Percy Claybourn, Plaintiff-appellant, v. John Summerville, et al., Defendants-appellees, 21 F.3d 430 (7th Cir. 1994)Annotate this Case
Before POSNER, Chief Judge, and FLAUM and RIPPLE, Circuit Judges.
Percy Claybourn, appearing pro se, appeals from the judgment on a jury verdict in favor of defendants in this civil rights action. 42 U.S.C. § 1983. The complaint alleged that three Chicago police officers arrested Claybourn for possession of marijuana without probable cause.
The officers went to Claybourn's apartment as part of an investigation of armed robbery and aggravated criminal sexual assault2 (for which Claybourn was later tried and convicted); however, after locating Claybourn at his apartment, the officers arrested him only for possession of marijuana (for which he was never tried).

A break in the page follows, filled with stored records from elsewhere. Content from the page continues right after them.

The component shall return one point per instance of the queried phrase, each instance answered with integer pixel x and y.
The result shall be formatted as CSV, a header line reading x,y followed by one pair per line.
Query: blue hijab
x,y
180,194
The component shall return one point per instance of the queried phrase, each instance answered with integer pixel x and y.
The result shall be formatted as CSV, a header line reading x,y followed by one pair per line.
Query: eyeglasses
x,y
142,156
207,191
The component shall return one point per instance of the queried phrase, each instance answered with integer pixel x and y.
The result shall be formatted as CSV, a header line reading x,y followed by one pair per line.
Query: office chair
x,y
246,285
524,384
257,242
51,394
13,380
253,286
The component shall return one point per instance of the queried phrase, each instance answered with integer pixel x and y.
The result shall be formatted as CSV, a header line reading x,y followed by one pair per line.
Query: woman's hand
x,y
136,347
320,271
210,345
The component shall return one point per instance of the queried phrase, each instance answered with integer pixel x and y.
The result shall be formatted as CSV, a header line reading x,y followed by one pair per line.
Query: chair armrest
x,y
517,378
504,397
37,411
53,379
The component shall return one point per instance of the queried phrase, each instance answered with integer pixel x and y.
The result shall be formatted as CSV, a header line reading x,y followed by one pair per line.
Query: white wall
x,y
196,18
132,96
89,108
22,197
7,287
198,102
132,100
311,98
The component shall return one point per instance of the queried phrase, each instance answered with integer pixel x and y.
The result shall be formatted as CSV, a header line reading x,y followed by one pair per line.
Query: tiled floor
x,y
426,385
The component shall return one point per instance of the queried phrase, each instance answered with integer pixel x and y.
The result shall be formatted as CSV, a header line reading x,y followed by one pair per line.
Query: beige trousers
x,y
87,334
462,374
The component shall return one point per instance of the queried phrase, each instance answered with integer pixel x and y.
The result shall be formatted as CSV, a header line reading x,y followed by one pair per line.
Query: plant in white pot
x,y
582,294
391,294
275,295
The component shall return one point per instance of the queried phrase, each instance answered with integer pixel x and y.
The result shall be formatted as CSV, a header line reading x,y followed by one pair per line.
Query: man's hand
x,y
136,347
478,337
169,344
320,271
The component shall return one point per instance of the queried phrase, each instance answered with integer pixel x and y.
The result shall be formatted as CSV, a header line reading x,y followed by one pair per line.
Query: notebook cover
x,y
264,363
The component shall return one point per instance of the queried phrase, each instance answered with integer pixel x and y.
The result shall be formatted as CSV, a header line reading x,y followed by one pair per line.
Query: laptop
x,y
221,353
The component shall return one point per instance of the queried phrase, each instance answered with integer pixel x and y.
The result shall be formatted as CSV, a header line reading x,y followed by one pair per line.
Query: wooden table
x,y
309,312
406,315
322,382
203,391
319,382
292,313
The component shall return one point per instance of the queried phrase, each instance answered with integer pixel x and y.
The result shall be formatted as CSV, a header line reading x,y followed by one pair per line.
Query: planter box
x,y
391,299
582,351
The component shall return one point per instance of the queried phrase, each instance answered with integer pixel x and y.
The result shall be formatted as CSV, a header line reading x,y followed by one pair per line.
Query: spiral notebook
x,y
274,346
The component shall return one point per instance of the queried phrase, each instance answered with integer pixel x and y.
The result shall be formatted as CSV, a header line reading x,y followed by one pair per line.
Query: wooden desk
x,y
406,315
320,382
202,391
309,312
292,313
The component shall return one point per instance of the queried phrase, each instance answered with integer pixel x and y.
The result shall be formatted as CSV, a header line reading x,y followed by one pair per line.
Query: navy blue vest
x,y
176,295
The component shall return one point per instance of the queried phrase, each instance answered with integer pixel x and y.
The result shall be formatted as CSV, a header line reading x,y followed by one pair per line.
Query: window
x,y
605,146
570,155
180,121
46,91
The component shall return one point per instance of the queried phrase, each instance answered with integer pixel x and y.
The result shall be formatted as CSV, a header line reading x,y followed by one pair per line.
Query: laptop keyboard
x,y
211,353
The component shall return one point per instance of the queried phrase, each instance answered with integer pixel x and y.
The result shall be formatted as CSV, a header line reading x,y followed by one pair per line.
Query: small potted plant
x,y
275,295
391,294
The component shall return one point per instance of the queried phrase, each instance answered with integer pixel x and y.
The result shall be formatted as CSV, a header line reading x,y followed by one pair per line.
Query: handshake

On November 15, 1991, the district court judgment in favor of defendants was docketed. On November 25, 1991, the district court denied a motion for a new trial filed by plaintiff's counsel. On December 20, 1991, a timely notice of appeal was filed.3
An appellant is required to file the parts of the transcript relevant to the issues raised on appeal. Fed. R. App. P. 10(b); Rodriguez v. Anderson, 973 F.2d 550 (7th Cir. 1992); Fisher v. Krajewski, 873 F.2d 1057 (7th Cir. 1989). This court twice denied Claybourn's requests that we enter an order stating that he should receive the transcripts at no cost; we directed him to seek relief in the district court pursuant to 28 U.S.C. § 753(f), which Claybourn has apparently not done. In his reply brief, Claybourn gives no excuse for not having sought relief under Sec. 753(f). Instead, he simply says that the court should be able to decide from what it has before it,4 and that any procedural failures he has made "could have been corrected had counsel been appointed [to] assist in this appeal."
It would be impossible to review the sufficiency of evidence with only pre-trial depositions and a few exhibits which defendants have filed with this court. We review a jury verdict to determine if there is a reasonable basis in the record for the verdict. Carmel v. Clapp & Eisenberg, P.C., 950 F.2d 698, 703 (7th Cir. 1992). Absent a transcript of the trial, we cannot say whether the jury could reasonably find that defendants had probable cause to arrest Claybourn for any crime at all. The parties do not agree on the evidence presented to the jury, and we cannot guess. Cf. Wilson v. Electro Marine Systems, Inc., 915 F.2d 1110, 1117 (7th Cir. 1990) (briefs are mostly in agreement as to facts). For example, defendants apparently testified that when Claybourn answered the door to his apartment, he admitted that the small envelope he held contained marijuana. Yet in a 1990 district court Memorandum and Order granting defendants' motions for summary judgment in part and denying them in part, the district court reports that Claybourn "denies having seen any marijuana that night." Claybourn v. Summerville, No. 88 C 8740 (N.D. Ill. Dec. 18, 1990), 1990 U.S.Dist. Lexis 17240. The district court also noted in that Memorandum and Order that genuine issues of material fact existed as to whether probable cause existed to arrest Claybourn for possession of marijuana, and noted that it was "indeed questionable" whether defendants had probable cause to arrest Claybourn for armed robbery and rape. Given the highly disputed factual nature of the issues raised on appeal, we cannot adequately review them without a trial transcript, which Claybourn has refused to provide.
Accordingly, the appeal is DISMISSED.
After preliminary examination of the briefs, the court notified the parties that it had tentatively concluded that oral argument would not be helpful to the court in this case. The notice provided that any party might file a "Statement as to Need of Oral Argument." See Fed. R. App. P. 34(a); Circuit Rule 34(f). No such statement having been filed, the appeal has been submitted on the briefs and record
The two victims reported that their assailant left in a car bearing license plates which proved to be registered to Claybourn. It was for this reason that the officers went to Claybourn's apartment to interview him
The notice of appeal refers to the "final judgment" of November 25, 1991, we recognize that the appeal from the denial of a motion for a new trial encompasses the final judgment entered following trial. Foman v. Davis, 371 U.S. 178 (1962)
The brief states: " [A]s a pro se appellant the court should look to the transcripts for the information needed to render a just decision."